Incident majeur au centre pénitentiaire de Paris La Santé
Aux alentours de 5h40, une personne détenue présentant de graves troubles psychiatriques a incendié sa cellule.
L’alerte a été donnée par d’autres détenus via l’interphone du PCI.
Les gradés de nuit et les agents pénitentiaires, immédiatement mobilisés, sont intervenus sans délai.
À 5h46, les équipes déploient le RIA et tentent de pénétrer dans la cellule en feu, malgré l’impossibilité d’y accéder face à l’intensité des flammes.
À 6h00, les sapeurs-pompiers de Paris arrivent, plus de 100 hommes mobilisés, prennent le relais et procèdent à l’extinction complète ainsi qu’au contrôle des gaines pour prévenir tout risque de reprise.
Le corps carbonisé de la personne détenue sera retrouvé à l’intérieur.
Dispositif important mis en place
Évacuation immédiate : près de 80 personnes détenues mises en cours de promenade pour garantir leur sécurité, un médecin directement dépêché sur place.
ERIS déployés pour sécuriser et procéder à la réintégration.
Cellule psychologique proposée aux agents.
Surveillants entendus par les OPJ.
Les agents sont sortis de service à 10h00, après une nuit d’une intensité exceptionnelle.

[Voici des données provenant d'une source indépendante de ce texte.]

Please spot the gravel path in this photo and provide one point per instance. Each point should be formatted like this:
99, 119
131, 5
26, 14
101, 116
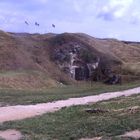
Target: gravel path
20, 112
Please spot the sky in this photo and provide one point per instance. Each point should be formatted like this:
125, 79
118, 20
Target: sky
118, 19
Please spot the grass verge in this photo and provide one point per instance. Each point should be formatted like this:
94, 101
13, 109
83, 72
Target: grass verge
14, 97
74, 123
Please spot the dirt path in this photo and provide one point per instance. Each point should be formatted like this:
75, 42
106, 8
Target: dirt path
19, 112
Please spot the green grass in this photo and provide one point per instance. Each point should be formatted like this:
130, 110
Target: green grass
74, 123
14, 97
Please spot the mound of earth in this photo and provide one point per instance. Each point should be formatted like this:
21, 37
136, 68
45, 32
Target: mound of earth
65, 58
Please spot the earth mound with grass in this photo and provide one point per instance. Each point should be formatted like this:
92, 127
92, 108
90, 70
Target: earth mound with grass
59, 59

Hommage au professionnalisme
Le bureau local Force Ouvrière Justice de Paris la Santé salue le sang-froid, la réactivité et le professionnalisme exemplaire des personnels pénitentiaires qui ont, par leur action immédiate, préservé la vie de dizaines de détenus et garanti la sécurité collective.
Problème structurel
Cet incident met en lumière plusieurs réalités inacceptables :
– Une surpopulation chronique (190%) au sein de l’établissement.
– L’absence de places dans les unités hospitalières spécialement aménagées (UHSA) pour la prise en charge des détenus souffrant de troubles psychiatriques sévères.
– Une prison qui ne peut ni ne doit être le substitut de l’hôpital psychiatrique.
Nos exigences :
– Un retour d’expérience sur la gestion de cet incident majeur.
– La création de places supplémentaires dans les structures spécialisées pour les profils psychiatriques lourds, avec du personnel formé.
– La reconnaissance claire et officielle du rôle vital joué par les personnels pénitentiaires.
FO Justice le répète :
⇒ La prison n’est pas un hôpital psychiatrique.
⇒ La sécurité n’a pas de prix.
⇒ Les agents pénitentiaires méritent respect, moyens et reconnaissance.